De test in twee stappen voor de bepaling van K1c kan zeer efficiënt uitgevoerd worden op een ZwickRoell Vibrophore en aansluitend op een ZwickRoell materiaaltestmachine. De scheurvorming in het sample wordt veroorzaakt door de mechanisch aangebrachte kerf met daarna een cyclische belasting. Door de hoge haalbare frequentie van de vibrophore ontstaat de zogenaamde transiënte oscillatie om een scheur te veroorzaken zeer snel en zeer reproduceerbaar omwille van de gevoeligheid van de resonantiefrequentie voor scheurvorming.
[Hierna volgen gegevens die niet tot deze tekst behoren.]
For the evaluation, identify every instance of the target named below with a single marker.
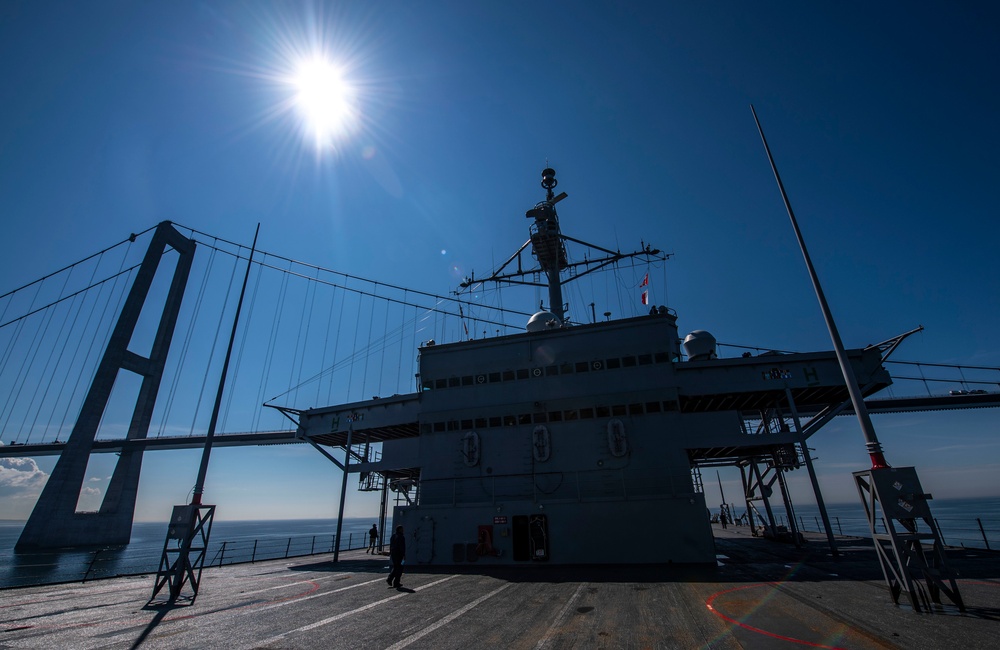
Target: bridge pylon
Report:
(54, 522)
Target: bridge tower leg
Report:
(54, 522)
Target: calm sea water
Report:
(230, 541)
(239, 541)
(956, 518)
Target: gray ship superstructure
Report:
(569, 443)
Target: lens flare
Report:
(323, 99)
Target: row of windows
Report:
(588, 413)
(549, 371)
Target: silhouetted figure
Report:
(397, 551)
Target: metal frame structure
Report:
(181, 565)
(894, 496)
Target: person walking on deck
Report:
(397, 551)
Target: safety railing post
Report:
(985, 541)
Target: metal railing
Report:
(51, 567)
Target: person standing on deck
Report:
(397, 551)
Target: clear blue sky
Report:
(882, 120)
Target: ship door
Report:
(519, 538)
(538, 535)
(530, 538)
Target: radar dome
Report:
(541, 321)
(699, 345)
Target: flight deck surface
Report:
(762, 594)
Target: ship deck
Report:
(762, 594)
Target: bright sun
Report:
(323, 99)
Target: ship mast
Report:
(546, 242)
(548, 246)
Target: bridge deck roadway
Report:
(762, 595)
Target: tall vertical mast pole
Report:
(546, 241)
(872, 444)
(199, 486)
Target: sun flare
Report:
(323, 99)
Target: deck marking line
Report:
(560, 618)
(325, 621)
(289, 601)
(444, 621)
(286, 585)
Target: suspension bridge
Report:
(116, 353)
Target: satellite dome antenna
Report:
(548, 182)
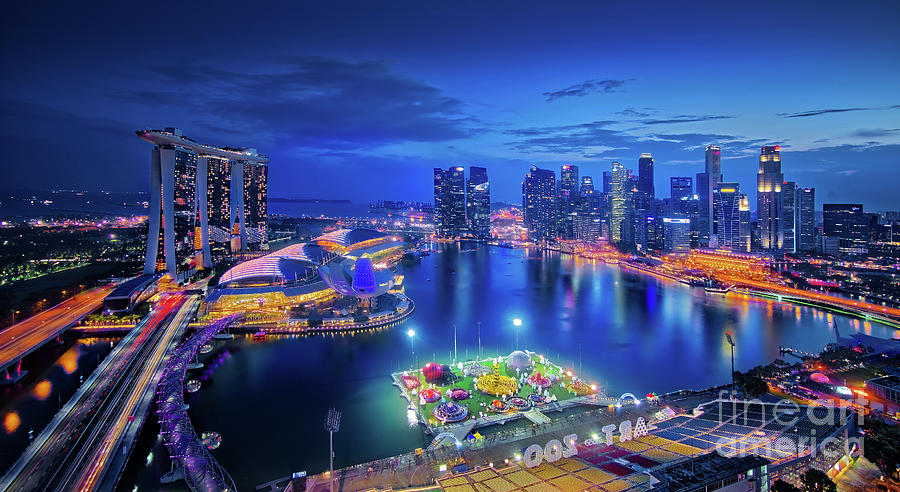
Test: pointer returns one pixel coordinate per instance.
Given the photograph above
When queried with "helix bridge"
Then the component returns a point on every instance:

De meest gebruikte samplevorm wordt CT-sample genoemd (Compact Tension). De belasting wordt hier met behulp van stiften in de boringen overgebracht. Daardoor ontstaat een gemengde trek- en drukbelasting.
Naast CT samples worden ook SENB samples (single-edge notched bending) gebruikt. Alhoewel de belastingsconditie voor de buigsamples eenvoudiger is dan bij CT-samples, is het vereiste volume voor het sample veel groter. Dit wordt duidelijk getoond in de illustraties.